Friday

Aug. 5, 2005

One Day You'll Knock and a Stranger Will Come to the Door

by Charles Darling

FRIDAY, 5 AUGUST, 2005
Listen (RealAudio) | How to listen

Poem: "One Day You'll Knock and a Stranger Will Come to the Door" by Charles Darling, from The Saints of Diminished Capacity. © Second Wind Press. Reprinted with permission.

"One Day you'll knock and a stranger
will come to the door
"
  —Linda, in Death of a Salesman

My parents write to announce—
after the predictable weather report
and brief obituary of someone I never knew—

that they're moving to Tennessee.
My sister in Knoxville has told them of forsythia
in February, of robins that punctuate the lawn

by Groundhog Day. After forty years of Lake Effect,
my parents are weary of snow.
Imagining how my father's garden

will surrender to volunteers of odds and ends,
inscrutable vegetables surprised at their
     own appearance,
I give them my blessing, thinking—as self intrudes—

yes, move while you can, and on your own.
But after they're gone, what stranger will answer
     my knock
at that door? What look will come to her face

when a bearded, absurdly tall man,
who seems close to tears, walks in and
tries to explain why tomatoes and marigolds

shoot up overnight in the lawn, why
in the fall her kitchen seems heavy with steam
     and she hears
in the night the tinkling of a hundred mason jars?
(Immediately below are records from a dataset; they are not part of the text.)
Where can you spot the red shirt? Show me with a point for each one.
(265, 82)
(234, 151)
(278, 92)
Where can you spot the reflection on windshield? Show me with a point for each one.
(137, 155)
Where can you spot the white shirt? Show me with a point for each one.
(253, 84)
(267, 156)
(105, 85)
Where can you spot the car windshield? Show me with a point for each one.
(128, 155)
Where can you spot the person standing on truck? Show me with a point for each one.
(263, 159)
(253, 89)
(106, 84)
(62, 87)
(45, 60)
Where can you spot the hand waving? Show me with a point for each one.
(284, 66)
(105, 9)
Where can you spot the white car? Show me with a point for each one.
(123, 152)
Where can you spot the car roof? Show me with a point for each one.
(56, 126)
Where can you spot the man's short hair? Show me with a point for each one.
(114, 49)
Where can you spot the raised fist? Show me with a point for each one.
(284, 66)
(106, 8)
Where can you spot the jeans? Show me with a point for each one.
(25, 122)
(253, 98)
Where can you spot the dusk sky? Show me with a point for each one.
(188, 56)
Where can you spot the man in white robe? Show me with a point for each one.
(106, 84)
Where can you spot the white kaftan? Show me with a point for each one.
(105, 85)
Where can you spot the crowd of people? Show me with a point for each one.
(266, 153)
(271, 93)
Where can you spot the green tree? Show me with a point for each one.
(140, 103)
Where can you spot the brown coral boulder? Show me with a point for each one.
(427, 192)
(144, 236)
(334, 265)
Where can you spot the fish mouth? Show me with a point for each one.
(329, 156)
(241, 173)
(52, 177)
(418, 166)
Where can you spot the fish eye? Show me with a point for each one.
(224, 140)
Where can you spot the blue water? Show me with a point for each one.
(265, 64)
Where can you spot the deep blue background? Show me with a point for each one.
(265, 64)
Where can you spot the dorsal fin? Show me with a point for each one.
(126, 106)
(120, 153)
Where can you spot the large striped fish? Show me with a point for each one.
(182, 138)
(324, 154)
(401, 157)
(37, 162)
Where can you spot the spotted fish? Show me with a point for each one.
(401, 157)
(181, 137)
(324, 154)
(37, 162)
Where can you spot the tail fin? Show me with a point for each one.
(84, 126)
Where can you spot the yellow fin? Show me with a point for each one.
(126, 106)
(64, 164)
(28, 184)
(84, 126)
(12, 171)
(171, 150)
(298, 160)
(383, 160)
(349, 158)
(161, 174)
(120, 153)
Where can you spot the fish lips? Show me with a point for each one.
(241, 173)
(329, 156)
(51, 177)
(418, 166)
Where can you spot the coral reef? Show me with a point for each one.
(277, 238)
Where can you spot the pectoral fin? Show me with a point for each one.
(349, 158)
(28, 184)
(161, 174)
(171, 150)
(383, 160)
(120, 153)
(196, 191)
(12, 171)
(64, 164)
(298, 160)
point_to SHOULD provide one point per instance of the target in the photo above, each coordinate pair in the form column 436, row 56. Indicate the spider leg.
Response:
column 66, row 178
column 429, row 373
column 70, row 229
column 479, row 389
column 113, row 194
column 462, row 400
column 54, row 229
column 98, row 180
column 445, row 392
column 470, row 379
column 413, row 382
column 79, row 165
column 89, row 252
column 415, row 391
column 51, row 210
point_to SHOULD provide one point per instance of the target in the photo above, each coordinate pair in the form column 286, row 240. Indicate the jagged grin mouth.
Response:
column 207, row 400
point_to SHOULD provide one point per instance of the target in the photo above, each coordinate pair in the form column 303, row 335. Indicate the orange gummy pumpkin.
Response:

Literary and Historical Notes:

It's the birthday of one of the great French short story writers Guy de Maupassant, born in Normandy (1850). In just ten years, in his 30s, he wrote most of the work for which we remember him, including 300 stories and five novels.


It's the birthday of the poet and novelist Conrad Aiken, Savannah, Georgia (1889). When he was just 11, his father shot Aiken's mother and then himself. Aiken wrote about it in his autobiography Ushant. He wrote, "After the desultory early-morning quarrel, came the half-stifled scream, and the sound of [my] father's voice counting three, and the two loud pistol shots and [I] tiptoed into the dark room, where the two bodies lay motionless, and apart, and, finding them dead, found [myself] possessed of them forever."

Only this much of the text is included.